Trump aumenta i dazi globali dal 10% al 15% e attacca la Corte Suprema. La mossa scuote mercati e alleati.
Donald Trump tira dritto. E lo fa nel modo che gli è più congeniale: con un post su Truth, il suo social, in cui annuncia l’aumento immediato dei dazi globali dal 10% al 15%. Una mossa che arriva dopo la decisione della Corte Suprema degli Stati Uniti, che aveva stabilito come il presidente non possa ricorrere alla legge del 1977 sulle emergenze economiche internazionali (Ieepa) per imporre tariffe senza un’esplicita autorizzazione del Congresso.

Trump non usa mezzi termini.
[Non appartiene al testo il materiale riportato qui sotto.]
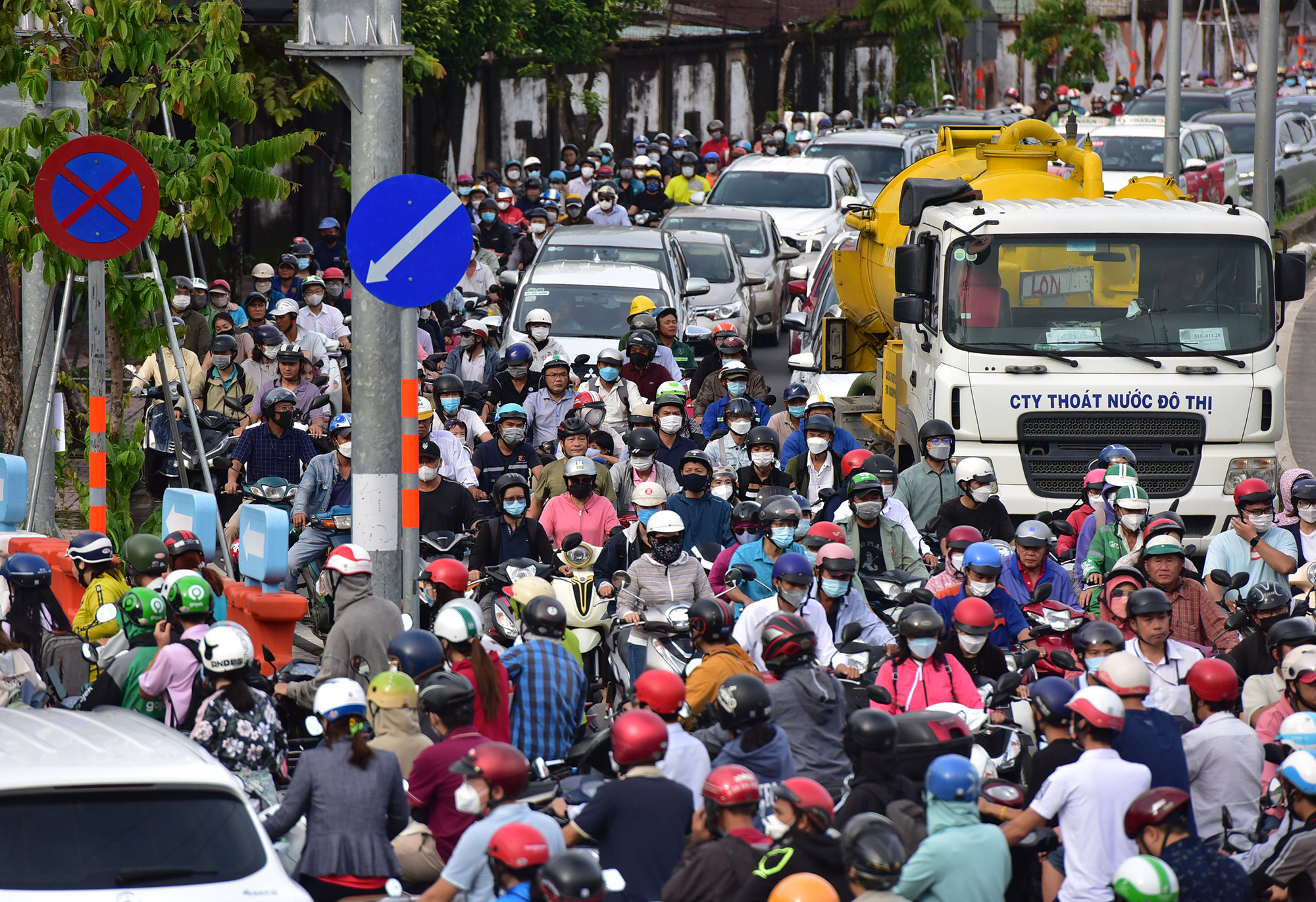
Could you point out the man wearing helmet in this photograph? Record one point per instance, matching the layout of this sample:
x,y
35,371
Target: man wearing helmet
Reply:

Parla di una «ridicola, mal scritta e straordinariamente antiamericana decisione sui dazi» e rivendica il diritto di intervenire. «Sulla base di un’analisi approfondita, dettagliata e completa», scrive, «aumenterò, con effetto immediato, la tariffa mondiale di 10% sui Paesi, molti dei quali hanno “derubato” gli Stati Uniti per decenni, senza alcuna ritorsione (finché non sono arrivato io!) al livello pienamente consentito e legalmente testato del 15%».
Il tono è quello che conosciamo: diretto, polemico, quasi muscolare. E si chiude con lo slogan che ha segnato un’epoca: «rendere l’America di nuovo grande – PIÙ GRANDE CHE MAI!!!».
La Corte Suprema, la Ieepa e lo scontro istituzionale: quale sarà la reazione del Congresso?
Il punto giuridico è tutt’altro che secondario. La Corte Suprema aveva chiarito che la Ieepa – nata per bloccare beni, congelare conti e imporre sanzioni a Paesi ostili – non può essere trasformata in uno strumento commerciale ordinario per imporre dazi doganali. In sostanza, per misure di questo tipo serve un passaggio formale dal Congresso.
Trump, però, non solo non arretra, ma elogia apertamente i giudici che hanno votato contro la sentenza. «Il mio nuovo eroe è il giudice della Corte Suprema Brett Kavanaugh insieme, ovviamente, ai giudici Clarence Thomas e Samuel Alito. Non c’è alcun dubbio che loro vogliano rendere l’America di nuovo grande», scrive in un precedente post.
La frattura è evidente. Da un lato la Corte che delimita i poteri presidenziali; dall’altro il presidente che rilancia, promettendo di «determinare ed emettere le nuove tariffe legalmente ammissibili» nei prossimi mesi. Non solo: oltre alle tariffe temporanee fissate al 15%, Trump ha dichiarato di voler perseguire l’introduzione di ulteriori dazi attraverso altre sezioni della legge federale che richiedono un’indagine del Dipartimento del Commercio.
Negli ultimi mesi, gli annunci sui dazi – aumentati, ridotti, rimodulati con scarso preavviso – hanno scosso i mercati e messo sotto pressione alleati e partner commerciali. In base a un ordine firmato venerdì sera, la tariffa del 10% sarebbe dovuta entrare in vigore il 24 febbraio. Ora la soglia sale al 15%, con effetto immediato, almeno nelle intenzioni dichiarate via social.
È una strategia che mescola politica interna e leva economica globale. I dazi, per Trump, non sono soltanto uno strumento commerciale: sono una dichiarazione di sovranità, un messaggio politico, un segnale agli elettori. Il problema – e qui sta il nodo – è il perimetro dei poteri. Fin dove può spingersi l’esecutivo? E quale sarà la reazione del Congresso?